Overall, she said the algorithm was about 77 percent accurate in identifying a motion; for example, if a patient did a “reach” motion the algorithm correctly identified it as a “reach” motion 77 percent of the time.

Dr. Schambra hopes to improve the tool's accuracy by teaching the algorithm to recognize more motions from stroke patients to include a wider reach of impairments.

The investigators also hope to make the device more user-friendly for clinicians. “Ideally we want to package this in a software program where clinicians can see how their patients are doing, and patients can see how they are doing, based on the number of motions and get feedback in real time,” she said, adding that this will allow clinicians to plan stroke rehabilitation more objectively for their patients. She emphasized that there is no patent on the tool, and that she and her colleagues aim to distribute the tool widely so that everyone has access to it.

Expert Commentary

David J. Lin, MD, a neurointensivist at Massachusetts General Hospital and director of the neurorecovery clinic, thinks the tool may be a game changer. “The approach has potential and could be paradigm-changing for stroke rehabilitation,” said Dr. Lin, who is also an assistant professor of neurology at Harvard Medical School.

Dr.
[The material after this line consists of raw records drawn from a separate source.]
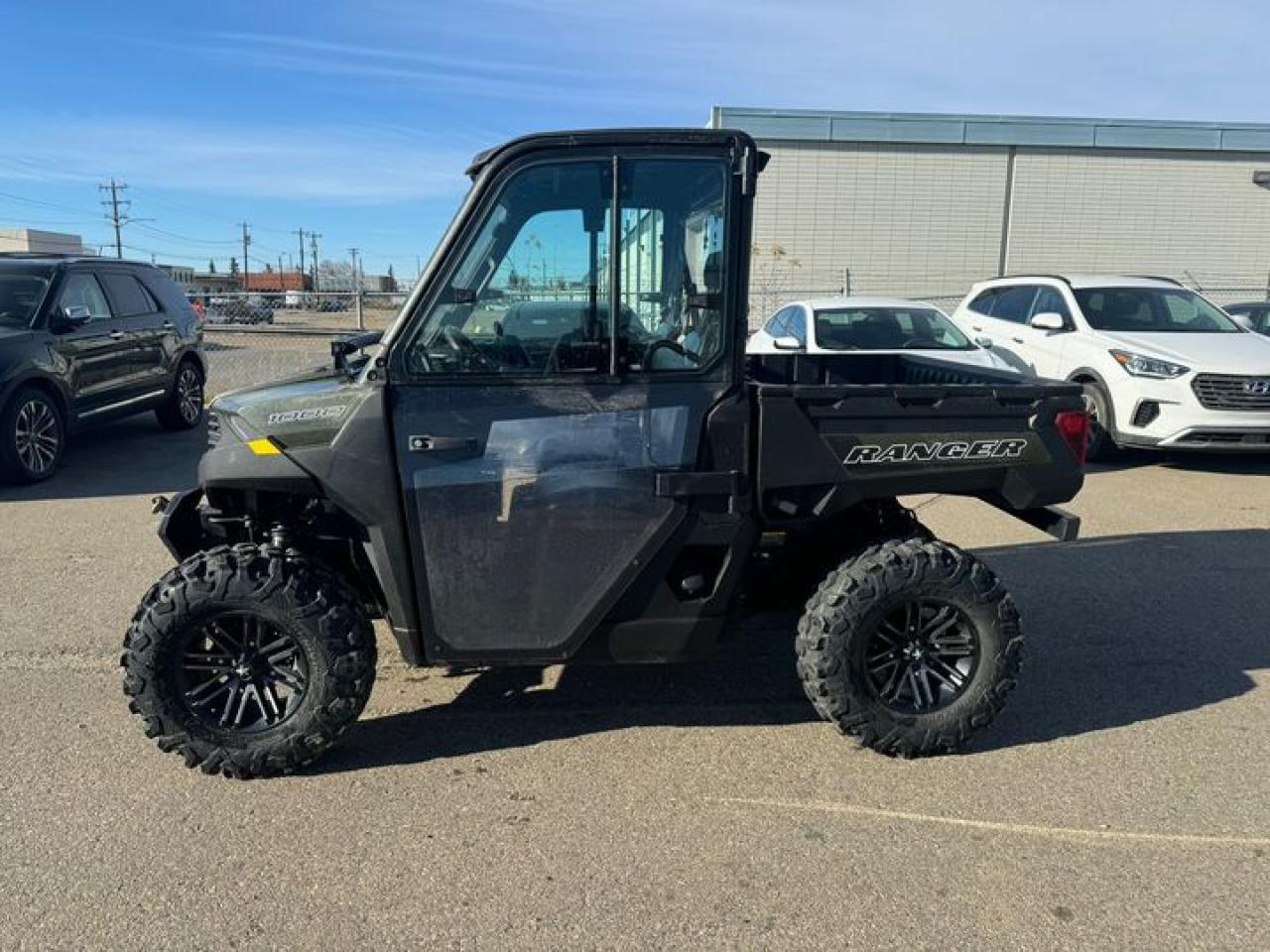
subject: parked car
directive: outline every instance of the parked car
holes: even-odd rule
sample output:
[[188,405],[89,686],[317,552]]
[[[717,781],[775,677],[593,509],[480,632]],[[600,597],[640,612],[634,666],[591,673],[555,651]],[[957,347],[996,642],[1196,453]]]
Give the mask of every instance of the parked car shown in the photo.
[[795,301],[773,314],[745,345],[749,354],[834,354],[848,350],[904,353],[1012,369],[970,340],[935,305],[881,297]]
[[998,278],[952,319],[1017,368],[1085,385],[1091,458],[1118,446],[1270,451],[1270,339],[1176,282]]
[[[683,661],[767,569],[805,605],[790,654],[838,731],[916,757],[992,721],[1019,678],[1017,609],[895,496],[964,494],[1072,538],[1050,506],[1081,487],[1081,388],[912,352],[738,359],[765,161],[728,129],[490,150],[450,234],[491,240],[442,246],[429,303],[334,341],[329,367],[217,397],[198,486],[156,500],[182,567],[124,645],[145,732],[207,773],[286,773],[364,707],[371,613],[411,665]],[[527,234],[549,256],[594,249],[626,202],[667,249],[716,242],[612,277],[641,282],[674,336],[616,293],[522,308],[519,347],[475,333]],[[542,228],[561,212],[577,227]],[[662,368],[659,350],[695,359]]]
[[180,287],[149,264],[0,254],[0,479],[46,480],[67,434],[154,410],[203,419],[207,364]]
[[1270,336],[1270,301],[1248,301],[1223,308],[1241,327]]

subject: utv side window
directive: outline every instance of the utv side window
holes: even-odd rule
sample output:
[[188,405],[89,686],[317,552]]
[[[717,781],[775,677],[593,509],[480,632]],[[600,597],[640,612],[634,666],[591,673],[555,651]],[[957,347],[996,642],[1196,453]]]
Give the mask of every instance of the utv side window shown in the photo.
[[414,331],[406,371],[643,374],[711,363],[724,341],[725,166],[620,159],[618,175],[615,216],[611,160],[516,173]]
[[630,159],[621,183],[624,369],[706,367],[724,345],[726,169],[715,160]]

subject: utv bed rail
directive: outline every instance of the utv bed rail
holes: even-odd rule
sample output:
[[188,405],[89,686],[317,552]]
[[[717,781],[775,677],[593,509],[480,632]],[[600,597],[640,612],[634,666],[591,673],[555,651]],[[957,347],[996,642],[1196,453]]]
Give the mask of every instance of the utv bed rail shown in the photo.
[[1081,487],[1082,447],[1060,425],[1083,413],[1078,385],[907,354],[751,358],[749,376],[770,522],[940,493],[1074,531],[1069,514],[1033,510]]

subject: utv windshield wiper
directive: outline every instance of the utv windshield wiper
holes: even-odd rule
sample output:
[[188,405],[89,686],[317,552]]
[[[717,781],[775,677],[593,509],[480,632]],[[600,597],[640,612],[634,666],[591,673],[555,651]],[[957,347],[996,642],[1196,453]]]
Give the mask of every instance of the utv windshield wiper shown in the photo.
[[349,338],[340,338],[330,341],[330,357],[337,371],[348,369],[348,357],[362,348],[378,344],[384,339],[382,330],[372,330],[366,334],[354,334]]

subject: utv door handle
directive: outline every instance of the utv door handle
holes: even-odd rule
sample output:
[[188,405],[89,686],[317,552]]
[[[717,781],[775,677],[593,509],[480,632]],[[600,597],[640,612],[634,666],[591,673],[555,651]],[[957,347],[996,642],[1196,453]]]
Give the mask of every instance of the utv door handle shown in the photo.
[[437,453],[446,449],[474,451],[476,437],[410,437],[411,453]]

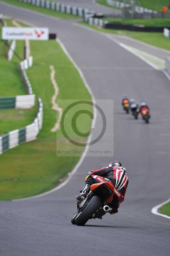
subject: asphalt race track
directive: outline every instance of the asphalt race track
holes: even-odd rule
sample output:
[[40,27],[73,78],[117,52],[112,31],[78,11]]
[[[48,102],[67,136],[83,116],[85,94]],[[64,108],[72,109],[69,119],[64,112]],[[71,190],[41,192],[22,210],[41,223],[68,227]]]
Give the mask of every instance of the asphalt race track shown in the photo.
[[[58,2],[57,0],[54,0]],[[113,9],[107,7],[101,4],[95,3],[94,1],[92,0],[61,0],[60,3],[62,4],[70,5],[71,6],[76,6],[77,7],[81,7],[82,8],[87,8],[89,10],[94,11],[97,12],[102,12],[106,14],[113,13],[119,13],[121,12],[121,10]]]
[[[107,99],[113,99],[114,158],[127,167],[129,179],[119,213],[90,220],[84,227],[71,222],[75,196],[87,172],[107,165],[112,158],[85,157],[65,187],[45,196],[1,202],[1,256],[169,256],[169,220],[151,210],[169,197],[169,81],[106,36],[72,21],[2,2],[0,12],[57,32],[82,70],[97,103],[103,99],[107,104]],[[124,113],[120,101],[125,92],[148,103],[152,115],[149,125]],[[113,114],[109,105],[108,111]],[[113,128],[111,125],[111,132]],[[109,143],[109,140],[103,142],[101,148]]]

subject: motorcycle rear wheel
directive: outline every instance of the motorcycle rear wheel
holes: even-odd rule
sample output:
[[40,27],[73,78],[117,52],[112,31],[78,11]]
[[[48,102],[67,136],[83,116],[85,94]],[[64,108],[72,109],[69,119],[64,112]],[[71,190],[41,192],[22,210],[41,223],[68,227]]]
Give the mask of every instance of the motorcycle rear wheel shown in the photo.
[[79,226],[85,225],[101,203],[100,197],[94,196],[82,211],[78,214],[75,219],[75,224]]

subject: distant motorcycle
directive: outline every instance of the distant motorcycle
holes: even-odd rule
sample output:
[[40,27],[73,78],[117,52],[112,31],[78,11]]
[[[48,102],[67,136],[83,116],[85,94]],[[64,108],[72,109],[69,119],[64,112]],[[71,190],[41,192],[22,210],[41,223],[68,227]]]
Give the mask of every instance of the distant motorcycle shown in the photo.
[[135,103],[133,103],[130,105],[130,109],[132,115],[135,119],[137,119],[139,114],[139,110]]
[[150,117],[149,110],[146,109],[142,109],[141,111],[141,114],[143,120],[144,120],[147,124],[148,124]]
[[114,193],[119,191],[110,183],[106,182],[93,184],[86,198],[77,202],[77,211],[73,217],[71,222],[84,226],[89,220],[102,219],[102,216],[112,211],[107,204],[111,203]]
[[127,114],[129,113],[129,103],[128,100],[124,100],[123,101],[123,107]]

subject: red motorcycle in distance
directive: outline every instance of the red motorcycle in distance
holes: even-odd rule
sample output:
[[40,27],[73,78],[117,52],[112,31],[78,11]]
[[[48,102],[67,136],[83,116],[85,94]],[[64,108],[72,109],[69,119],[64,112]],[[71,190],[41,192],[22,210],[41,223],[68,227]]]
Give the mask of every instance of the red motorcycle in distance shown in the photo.
[[114,193],[119,191],[109,182],[93,184],[86,197],[78,203],[77,211],[73,217],[71,222],[78,226],[84,226],[89,220],[96,218],[102,219],[112,208],[108,205],[113,199]]
[[146,124],[149,123],[149,120],[151,117],[150,112],[149,110],[147,108],[142,109],[141,111],[141,114],[142,119],[145,121]]
[[123,101],[123,109],[127,114],[129,113],[129,103],[128,100],[124,100]]

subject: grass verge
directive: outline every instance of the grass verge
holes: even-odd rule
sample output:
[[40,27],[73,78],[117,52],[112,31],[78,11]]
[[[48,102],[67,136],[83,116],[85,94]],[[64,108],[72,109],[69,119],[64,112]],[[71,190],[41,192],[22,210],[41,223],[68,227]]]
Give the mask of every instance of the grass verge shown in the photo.
[[[44,122],[37,140],[21,145],[0,156],[1,200],[33,196],[53,188],[73,169],[81,155],[56,156],[57,132],[50,130],[58,113],[51,109],[54,92],[50,80],[49,66],[53,65],[56,71],[60,107],[64,109],[66,100],[90,100],[90,96],[77,70],[56,41],[32,41],[30,47],[34,63],[27,73],[34,92],[42,100]],[[90,129],[91,120],[89,117],[82,115],[79,117],[77,129],[82,132]],[[66,116],[65,121],[66,126],[71,129],[70,116]],[[58,147],[71,150],[73,145],[65,139],[61,131],[57,132]],[[86,139],[81,138],[82,141],[85,142]]]
[[105,0],[97,0],[97,1],[96,1],[96,2],[97,4],[102,4],[102,5],[106,6],[107,7],[109,7],[110,8],[113,8],[114,9],[117,9],[118,10],[122,10],[122,9],[121,9],[120,8],[118,8],[117,7],[113,7],[110,5],[109,5],[107,4],[106,1],[105,1]]
[[[12,26],[10,20],[7,20],[9,26]],[[0,27],[0,40],[1,27]],[[22,57],[24,42],[17,42],[16,50]],[[3,42],[0,44],[0,87],[1,97],[27,94],[20,72],[18,68],[19,60],[14,55],[12,61],[7,59],[8,48]],[[11,131],[31,124],[37,114],[36,107],[30,109],[7,109],[0,110],[0,136]]]
[[103,18],[103,19],[111,23],[120,22],[127,25],[137,24],[146,27],[170,27],[170,18],[139,19]]
[[44,7],[38,7],[35,5],[32,5],[30,4],[20,2],[19,0],[2,0],[2,1],[4,3],[10,4],[15,6],[26,8],[32,11],[38,12],[41,12],[46,15],[54,16],[54,17],[60,19],[67,19],[74,18],[76,19],[80,18],[79,16],[76,15],[60,12],[56,11],[47,9]]
[[95,30],[107,34],[118,34],[123,36],[128,36],[130,37],[139,40],[154,46],[170,51],[170,39],[164,36],[163,33],[147,32],[135,32],[128,30],[120,30],[101,28],[99,27],[89,25],[84,22],[79,22],[84,26]]
[[159,209],[161,213],[170,216],[170,202],[162,206]]

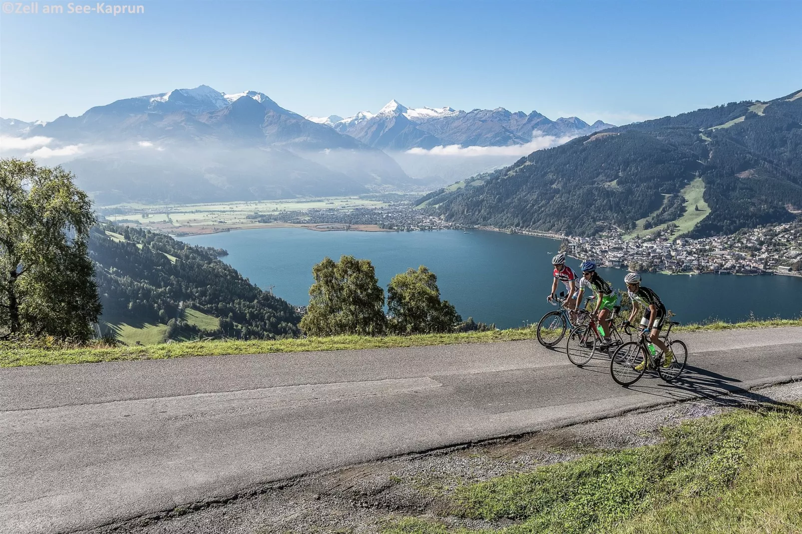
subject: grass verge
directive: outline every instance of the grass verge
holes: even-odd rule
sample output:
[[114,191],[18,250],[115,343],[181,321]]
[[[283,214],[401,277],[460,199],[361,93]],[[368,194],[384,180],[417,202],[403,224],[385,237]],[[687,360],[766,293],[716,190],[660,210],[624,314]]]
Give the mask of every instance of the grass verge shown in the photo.
[[[802,326],[800,319],[770,319],[746,322],[712,322],[706,325],[687,325],[673,332],[717,331],[735,329]],[[191,356],[222,356],[227,354],[261,354],[277,352],[309,350],[354,350],[359,349],[389,349],[405,346],[459,345],[462,343],[490,343],[496,342],[535,339],[533,327],[467,332],[462,334],[428,334],[416,336],[333,336],[330,338],[301,338],[276,341],[209,341],[160,343],[144,346],[63,348],[54,346],[28,346],[24,344],[0,342],[0,367],[39,366],[62,363],[94,363],[127,360],[163,359]]]
[[663,433],[657,445],[591,454],[451,496],[454,516],[499,528],[409,517],[383,534],[802,532],[799,407],[739,410]]

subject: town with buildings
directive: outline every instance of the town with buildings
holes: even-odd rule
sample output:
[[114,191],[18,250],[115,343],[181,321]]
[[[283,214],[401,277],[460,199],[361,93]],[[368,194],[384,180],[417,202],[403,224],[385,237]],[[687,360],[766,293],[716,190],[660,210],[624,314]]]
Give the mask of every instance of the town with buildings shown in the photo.
[[576,258],[638,271],[802,276],[802,217],[702,239],[658,233],[625,241],[610,229],[594,237],[566,237],[564,247]]
[[[272,220],[313,224],[377,225],[399,231],[470,229],[427,215],[408,202],[350,211],[310,209],[283,212]],[[470,227],[561,238],[572,257],[606,267],[665,273],[788,274],[802,276],[802,217],[792,222],[742,230],[731,236],[689,239],[668,231],[625,240],[609,227],[593,237],[573,237],[522,229]]]

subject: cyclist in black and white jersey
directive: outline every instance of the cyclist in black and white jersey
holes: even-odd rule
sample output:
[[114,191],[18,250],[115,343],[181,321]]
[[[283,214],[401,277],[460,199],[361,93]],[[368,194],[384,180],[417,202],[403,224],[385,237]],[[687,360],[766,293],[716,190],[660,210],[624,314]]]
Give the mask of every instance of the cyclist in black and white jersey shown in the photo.
[[[674,360],[674,353],[660,340],[660,329],[666,321],[665,305],[656,293],[641,285],[641,275],[638,273],[630,273],[624,277],[624,283],[626,284],[626,289],[632,301],[632,312],[624,324],[630,324],[635,318],[638,310],[642,309],[643,318],[641,319],[641,326],[649,331],[649,341],[665,354],[662,366],[670,367]],[[646,365],[644,360],[635,369],[641,370]]]

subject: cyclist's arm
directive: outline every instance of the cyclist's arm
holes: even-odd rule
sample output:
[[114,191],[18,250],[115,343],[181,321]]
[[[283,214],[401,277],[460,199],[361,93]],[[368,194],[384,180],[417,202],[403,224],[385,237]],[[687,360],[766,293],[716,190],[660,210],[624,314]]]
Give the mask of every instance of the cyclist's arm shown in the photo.
[[654,324],[654,321],[657,320],[657,305],[653,304],[649,305],[649,330],[652,329],[652,326]]
[[638,309],[639,307],[640,307],[640,305],[638,304],[638,301],[632,300],[632,311],[630,312],[630,318],[627,319],[627,321],[629,321],[630,322],[632,322],[632,320],[635,318],[635,314],[638,314]]

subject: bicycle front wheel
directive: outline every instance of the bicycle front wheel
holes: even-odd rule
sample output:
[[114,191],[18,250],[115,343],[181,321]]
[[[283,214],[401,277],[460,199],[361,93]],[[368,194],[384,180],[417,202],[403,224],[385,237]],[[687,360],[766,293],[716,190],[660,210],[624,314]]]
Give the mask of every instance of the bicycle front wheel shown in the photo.
[[678,339],[675,339],[669,343],[668,347],[674,353],[674,361],[671,362],[671,365],[668,367],[663,367],[662,366],[658,367],[657,373],[666,382],[672,382],[685,369],[685,362],[688,360],[688,347],[685,346],[685,343]]
[[643,365],[645,358],[643,347],[638,342],[627,342],[619,346],[610,361],[613,380],[622,386],[631,386],[638,382],[646,370]]
[[565,337],[568,322],[562,312],[549,312],[537,323],[537,341],[543,346],[554,346]]
[[577,326],[571,330],[565,343],[565,353],[573,365],[581,367],[593,359],[596,352],[596,336],[587,326]]

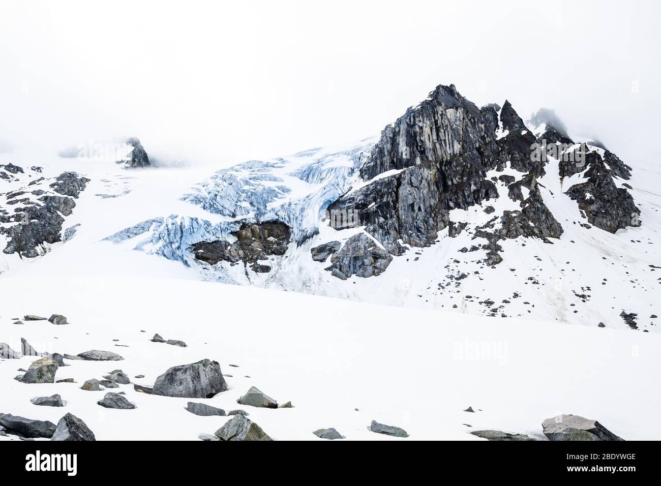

Lin praised the investigators for specifically examining the feasibility and practicality of the tool in clinical settings by examining patients' ratings of the time required for setup and potential discomfort experienced by wearing the sensors. For both, the experiences of patients were overall very positive with minimal burden, said Dr. Lin. Dr. Lin thinks it would be good in the future to survey therapists about the feasibility of incorporating the sensors into their clinical practice.

Dr. Lin also would like to see further examination into the fundamental assumptions on which the algorithm is built, namely, the five classes deemed to be the building blocks of functional movement used in the study. For example, he'd like to see other potential features examined, such as looking into whether there are ways to quantify functional movements without making prior assumptions. “Could there be automated (i.e., computer vision) techniques for identifying the building blocks of functional movement?” he asked. He also questioned how these building blocks relate to patterns of central nervous system activation and their disruption after stroke.